Olson-Kennedy, who serves as the medical director of the Center for Transyouth Health and Development at Children’s Hospital Los Angeles, said research does show that chest surgery has positive outcomes for the mental health of transgender people.

However, she stressed that more commonly used puberty blockers are life changing for transgender youth.

“For people who have access to puberty blockers, their life is just different because of that, and their mental health is intact because of that,” Olson-Kennedy said.

She told the court she sees this in her clinic every day.

“We used to really celebrate when our patients graduated high school,” Olson-Kennedy said. “Now I feel that because of access to services being more available, people are finishing college, they are going to grad school … people are really thriving in their lives.”

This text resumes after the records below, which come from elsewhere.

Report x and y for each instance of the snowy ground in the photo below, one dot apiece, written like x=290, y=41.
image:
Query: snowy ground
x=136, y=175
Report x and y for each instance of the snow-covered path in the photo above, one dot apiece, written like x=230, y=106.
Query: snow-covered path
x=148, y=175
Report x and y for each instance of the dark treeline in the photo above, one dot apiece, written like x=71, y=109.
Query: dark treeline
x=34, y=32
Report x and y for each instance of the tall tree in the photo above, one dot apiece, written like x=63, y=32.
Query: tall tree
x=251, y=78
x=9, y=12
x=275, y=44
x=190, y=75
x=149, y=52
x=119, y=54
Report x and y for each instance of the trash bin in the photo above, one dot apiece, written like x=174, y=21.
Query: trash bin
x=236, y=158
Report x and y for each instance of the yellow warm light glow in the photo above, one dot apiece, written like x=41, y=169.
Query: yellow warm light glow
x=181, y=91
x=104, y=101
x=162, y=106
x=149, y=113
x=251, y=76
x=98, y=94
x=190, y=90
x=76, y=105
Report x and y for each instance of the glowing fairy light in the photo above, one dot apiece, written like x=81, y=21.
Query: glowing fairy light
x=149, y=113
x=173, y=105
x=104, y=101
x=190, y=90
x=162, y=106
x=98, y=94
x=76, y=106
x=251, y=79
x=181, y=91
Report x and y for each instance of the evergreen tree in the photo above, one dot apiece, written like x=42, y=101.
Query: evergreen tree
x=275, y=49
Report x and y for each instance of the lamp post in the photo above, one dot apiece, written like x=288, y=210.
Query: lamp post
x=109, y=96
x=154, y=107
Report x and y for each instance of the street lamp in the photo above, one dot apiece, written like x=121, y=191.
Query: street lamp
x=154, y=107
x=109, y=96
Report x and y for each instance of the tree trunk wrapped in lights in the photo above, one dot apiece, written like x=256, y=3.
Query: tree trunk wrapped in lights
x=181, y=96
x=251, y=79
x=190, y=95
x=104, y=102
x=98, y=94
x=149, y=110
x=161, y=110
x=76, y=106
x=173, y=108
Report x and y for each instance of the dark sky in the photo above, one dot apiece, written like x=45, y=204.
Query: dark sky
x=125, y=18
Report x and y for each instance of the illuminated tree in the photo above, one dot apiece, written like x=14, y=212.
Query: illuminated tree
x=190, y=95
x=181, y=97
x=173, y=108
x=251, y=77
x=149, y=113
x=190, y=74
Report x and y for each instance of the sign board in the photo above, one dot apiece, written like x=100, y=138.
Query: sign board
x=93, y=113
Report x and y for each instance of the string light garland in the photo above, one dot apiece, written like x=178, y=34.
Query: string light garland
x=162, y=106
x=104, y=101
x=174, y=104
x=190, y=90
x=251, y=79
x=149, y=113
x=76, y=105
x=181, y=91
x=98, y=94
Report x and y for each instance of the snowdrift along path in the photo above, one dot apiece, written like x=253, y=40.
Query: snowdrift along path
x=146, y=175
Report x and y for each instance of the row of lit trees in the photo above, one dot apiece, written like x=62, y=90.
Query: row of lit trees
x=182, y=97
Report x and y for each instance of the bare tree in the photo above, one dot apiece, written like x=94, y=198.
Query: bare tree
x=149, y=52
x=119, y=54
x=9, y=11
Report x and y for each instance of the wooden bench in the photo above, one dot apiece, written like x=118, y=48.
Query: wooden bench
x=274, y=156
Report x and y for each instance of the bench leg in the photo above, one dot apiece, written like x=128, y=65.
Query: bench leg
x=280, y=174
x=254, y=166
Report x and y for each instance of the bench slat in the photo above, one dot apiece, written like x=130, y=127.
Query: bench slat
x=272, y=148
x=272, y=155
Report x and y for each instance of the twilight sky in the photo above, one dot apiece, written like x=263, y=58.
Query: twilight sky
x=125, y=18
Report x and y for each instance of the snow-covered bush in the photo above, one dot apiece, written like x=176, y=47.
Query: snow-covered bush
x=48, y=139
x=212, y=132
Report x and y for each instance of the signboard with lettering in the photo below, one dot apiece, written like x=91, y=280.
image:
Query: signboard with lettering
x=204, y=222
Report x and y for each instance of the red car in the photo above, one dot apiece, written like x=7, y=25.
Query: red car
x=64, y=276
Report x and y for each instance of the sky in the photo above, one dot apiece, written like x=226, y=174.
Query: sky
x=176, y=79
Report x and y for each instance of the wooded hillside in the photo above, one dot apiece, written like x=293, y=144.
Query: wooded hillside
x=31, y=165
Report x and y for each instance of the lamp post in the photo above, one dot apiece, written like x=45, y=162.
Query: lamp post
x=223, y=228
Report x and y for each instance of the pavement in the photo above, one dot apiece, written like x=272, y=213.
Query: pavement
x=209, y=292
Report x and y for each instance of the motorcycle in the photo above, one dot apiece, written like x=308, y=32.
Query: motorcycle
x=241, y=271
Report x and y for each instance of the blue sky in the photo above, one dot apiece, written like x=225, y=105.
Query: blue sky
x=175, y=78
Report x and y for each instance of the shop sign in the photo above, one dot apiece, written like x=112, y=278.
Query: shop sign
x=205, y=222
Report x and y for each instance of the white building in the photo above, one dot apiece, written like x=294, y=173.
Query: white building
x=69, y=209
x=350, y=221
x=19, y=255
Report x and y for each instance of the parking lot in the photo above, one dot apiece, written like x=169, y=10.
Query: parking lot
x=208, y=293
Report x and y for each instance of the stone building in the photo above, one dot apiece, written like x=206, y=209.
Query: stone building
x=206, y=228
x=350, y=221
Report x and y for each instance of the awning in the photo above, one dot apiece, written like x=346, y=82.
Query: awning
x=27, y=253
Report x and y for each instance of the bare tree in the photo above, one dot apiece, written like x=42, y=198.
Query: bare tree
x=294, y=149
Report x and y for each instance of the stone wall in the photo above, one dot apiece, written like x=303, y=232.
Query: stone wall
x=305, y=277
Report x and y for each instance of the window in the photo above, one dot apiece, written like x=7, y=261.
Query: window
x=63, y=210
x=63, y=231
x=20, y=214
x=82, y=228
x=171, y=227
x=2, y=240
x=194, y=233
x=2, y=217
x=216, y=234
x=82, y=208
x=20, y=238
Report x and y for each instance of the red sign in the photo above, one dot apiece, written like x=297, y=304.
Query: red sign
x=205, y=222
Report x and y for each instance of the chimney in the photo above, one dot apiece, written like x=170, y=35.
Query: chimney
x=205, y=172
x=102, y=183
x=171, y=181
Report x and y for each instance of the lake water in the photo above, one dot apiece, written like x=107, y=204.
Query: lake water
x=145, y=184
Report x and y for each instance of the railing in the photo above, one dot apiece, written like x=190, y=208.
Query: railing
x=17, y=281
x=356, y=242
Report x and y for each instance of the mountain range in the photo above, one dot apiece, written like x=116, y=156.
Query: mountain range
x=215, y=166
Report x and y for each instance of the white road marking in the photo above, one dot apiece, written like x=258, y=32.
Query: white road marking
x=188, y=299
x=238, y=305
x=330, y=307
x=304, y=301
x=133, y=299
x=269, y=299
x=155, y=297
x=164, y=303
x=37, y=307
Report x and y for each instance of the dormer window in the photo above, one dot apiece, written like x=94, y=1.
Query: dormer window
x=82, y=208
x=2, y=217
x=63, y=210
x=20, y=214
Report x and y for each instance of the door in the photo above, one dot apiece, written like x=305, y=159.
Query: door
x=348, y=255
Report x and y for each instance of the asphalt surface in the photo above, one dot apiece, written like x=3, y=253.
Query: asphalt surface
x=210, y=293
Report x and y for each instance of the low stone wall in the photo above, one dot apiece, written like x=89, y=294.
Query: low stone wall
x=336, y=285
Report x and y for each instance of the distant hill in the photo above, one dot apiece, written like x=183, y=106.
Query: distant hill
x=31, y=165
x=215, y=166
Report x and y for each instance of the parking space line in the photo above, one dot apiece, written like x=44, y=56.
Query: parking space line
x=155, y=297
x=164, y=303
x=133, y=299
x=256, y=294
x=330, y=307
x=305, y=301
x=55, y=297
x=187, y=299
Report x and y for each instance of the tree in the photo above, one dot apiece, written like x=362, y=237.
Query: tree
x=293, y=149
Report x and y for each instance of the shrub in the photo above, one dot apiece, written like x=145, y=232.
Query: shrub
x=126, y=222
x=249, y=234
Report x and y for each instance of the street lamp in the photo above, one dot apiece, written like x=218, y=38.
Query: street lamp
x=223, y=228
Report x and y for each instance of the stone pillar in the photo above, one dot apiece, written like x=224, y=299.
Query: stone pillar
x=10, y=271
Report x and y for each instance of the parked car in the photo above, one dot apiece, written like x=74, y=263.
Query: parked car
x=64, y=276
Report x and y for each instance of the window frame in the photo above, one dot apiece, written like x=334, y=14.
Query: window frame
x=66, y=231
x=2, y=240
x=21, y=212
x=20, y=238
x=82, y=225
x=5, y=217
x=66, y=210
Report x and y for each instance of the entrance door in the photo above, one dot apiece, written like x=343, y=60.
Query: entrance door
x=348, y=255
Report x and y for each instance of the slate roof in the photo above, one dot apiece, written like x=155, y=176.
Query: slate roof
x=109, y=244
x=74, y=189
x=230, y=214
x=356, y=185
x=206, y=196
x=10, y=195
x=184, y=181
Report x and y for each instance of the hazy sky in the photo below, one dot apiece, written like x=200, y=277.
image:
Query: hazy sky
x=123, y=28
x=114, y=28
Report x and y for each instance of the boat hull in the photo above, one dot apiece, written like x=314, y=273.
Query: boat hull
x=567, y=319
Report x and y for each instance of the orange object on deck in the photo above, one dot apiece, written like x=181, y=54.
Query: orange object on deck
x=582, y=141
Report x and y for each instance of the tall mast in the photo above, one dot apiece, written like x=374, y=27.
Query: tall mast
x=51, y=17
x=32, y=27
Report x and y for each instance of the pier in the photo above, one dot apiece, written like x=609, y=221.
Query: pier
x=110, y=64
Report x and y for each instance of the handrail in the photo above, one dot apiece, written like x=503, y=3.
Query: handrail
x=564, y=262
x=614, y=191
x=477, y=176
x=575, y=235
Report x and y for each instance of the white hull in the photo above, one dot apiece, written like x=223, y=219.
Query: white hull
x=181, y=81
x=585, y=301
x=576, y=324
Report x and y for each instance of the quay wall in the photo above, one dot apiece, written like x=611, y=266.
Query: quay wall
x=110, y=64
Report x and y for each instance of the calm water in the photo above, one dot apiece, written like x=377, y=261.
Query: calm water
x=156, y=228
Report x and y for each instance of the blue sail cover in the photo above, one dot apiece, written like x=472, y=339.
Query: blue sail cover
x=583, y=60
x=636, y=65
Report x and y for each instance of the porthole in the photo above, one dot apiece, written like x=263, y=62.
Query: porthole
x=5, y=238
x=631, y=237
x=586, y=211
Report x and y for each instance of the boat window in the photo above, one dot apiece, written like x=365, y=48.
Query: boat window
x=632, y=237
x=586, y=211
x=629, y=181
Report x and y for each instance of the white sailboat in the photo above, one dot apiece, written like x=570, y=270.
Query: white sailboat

A second day of hearings is scheduled for Wednesday.

Last month, a federal judge lifted an injunction on Kentucky’s ban on gender-affirming care for transgender minors.

Regardless of the judge’s ruling, an appeal is expected to be filed. Twenty other states have banned medication and surgical treatments for transgender youth, according to the LGBTQ think tank Movement Advancement Project.

In Alabama, Florida, and Indiana, federal judges have either fully or partially blocked similar bans on transition-related care.